Maybe you can register the track ID of that first electron coming from “phot” or “compt” and see if you can add the energies of them and their respective secondaries into the corresponding histograms… it should be easy for the direct secondaries of those “first secondaries”… but it might ger hairy to track the many generations.

I think it might be better to run two simulation with the same statistics… and use the SteppingAction to AVOID energy deposition (kill secondaries and don’t put the energy in the histogram) when the interaction is of a given type. Of course it is not strictly what you are asking but if you run enough statistics they should be statistically equivalent.

Cheers,

/Pico

@pico is right. Currently you enforce that the particle is a gamma and then undergoes compton (or photoelectric) so the energy deposited will be of just the first step of the electron which will be a tiny fraction of the total energy (the “0” bin).

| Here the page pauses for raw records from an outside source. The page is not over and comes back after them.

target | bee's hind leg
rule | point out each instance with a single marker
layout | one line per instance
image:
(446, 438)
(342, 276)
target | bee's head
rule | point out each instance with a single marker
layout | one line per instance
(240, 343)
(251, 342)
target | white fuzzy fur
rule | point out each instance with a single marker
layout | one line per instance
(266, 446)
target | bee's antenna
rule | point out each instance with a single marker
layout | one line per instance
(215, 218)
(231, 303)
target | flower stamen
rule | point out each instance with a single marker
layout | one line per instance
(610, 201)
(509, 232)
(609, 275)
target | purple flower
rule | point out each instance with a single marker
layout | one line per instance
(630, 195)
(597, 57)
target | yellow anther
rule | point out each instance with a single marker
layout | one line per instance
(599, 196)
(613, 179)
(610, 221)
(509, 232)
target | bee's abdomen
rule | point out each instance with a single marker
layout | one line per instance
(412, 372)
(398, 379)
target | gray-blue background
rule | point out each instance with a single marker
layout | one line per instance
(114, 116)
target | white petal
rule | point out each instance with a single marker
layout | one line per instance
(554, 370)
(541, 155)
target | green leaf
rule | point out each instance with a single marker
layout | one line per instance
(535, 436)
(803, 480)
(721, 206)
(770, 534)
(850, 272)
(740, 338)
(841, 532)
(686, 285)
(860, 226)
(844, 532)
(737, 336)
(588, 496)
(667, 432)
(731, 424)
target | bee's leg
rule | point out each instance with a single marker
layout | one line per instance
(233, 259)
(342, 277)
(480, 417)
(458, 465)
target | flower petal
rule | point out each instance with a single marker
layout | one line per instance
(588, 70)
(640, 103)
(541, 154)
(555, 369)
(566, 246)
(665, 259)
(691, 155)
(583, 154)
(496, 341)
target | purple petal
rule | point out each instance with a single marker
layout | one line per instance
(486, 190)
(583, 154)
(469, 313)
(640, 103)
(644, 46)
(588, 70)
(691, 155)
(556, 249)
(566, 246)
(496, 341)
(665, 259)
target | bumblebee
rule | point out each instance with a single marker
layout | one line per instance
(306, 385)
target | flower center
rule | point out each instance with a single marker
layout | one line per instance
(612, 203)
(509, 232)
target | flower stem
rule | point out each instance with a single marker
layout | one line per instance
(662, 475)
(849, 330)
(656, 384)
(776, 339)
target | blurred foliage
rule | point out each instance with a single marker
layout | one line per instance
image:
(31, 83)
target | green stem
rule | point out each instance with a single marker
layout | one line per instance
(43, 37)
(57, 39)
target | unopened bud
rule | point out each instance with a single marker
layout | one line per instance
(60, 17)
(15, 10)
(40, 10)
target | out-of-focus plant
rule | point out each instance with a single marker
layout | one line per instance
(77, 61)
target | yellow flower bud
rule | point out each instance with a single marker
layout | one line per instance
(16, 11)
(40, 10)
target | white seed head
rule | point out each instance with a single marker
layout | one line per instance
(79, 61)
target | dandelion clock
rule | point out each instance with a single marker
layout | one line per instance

One way to do this is to check if compton ever occurs in your stepping action and set a flag in the event action. Accumulate all energy (gamma, electron, whatever) deposited in your volume. At end of event action populate “compton” and “photopeak” histograms depending on the flag setting. Then reset the flag for the next event. However this will just get you compton events that subsequently deliver full energy (so will account for events in the photopeak).

To get just the compton electron’s energy you would kill the compton photon. The fastest way to kill that photon without killing the initial incident gamma is by parent ID. The incident 662 keV gamma ray will have a parent ID of 0, all other gammas will be 1 or higher. This could be checked in the PreUserTrackingAction instead of the stepping action for speed and would prevent the generation of undesired secondaries.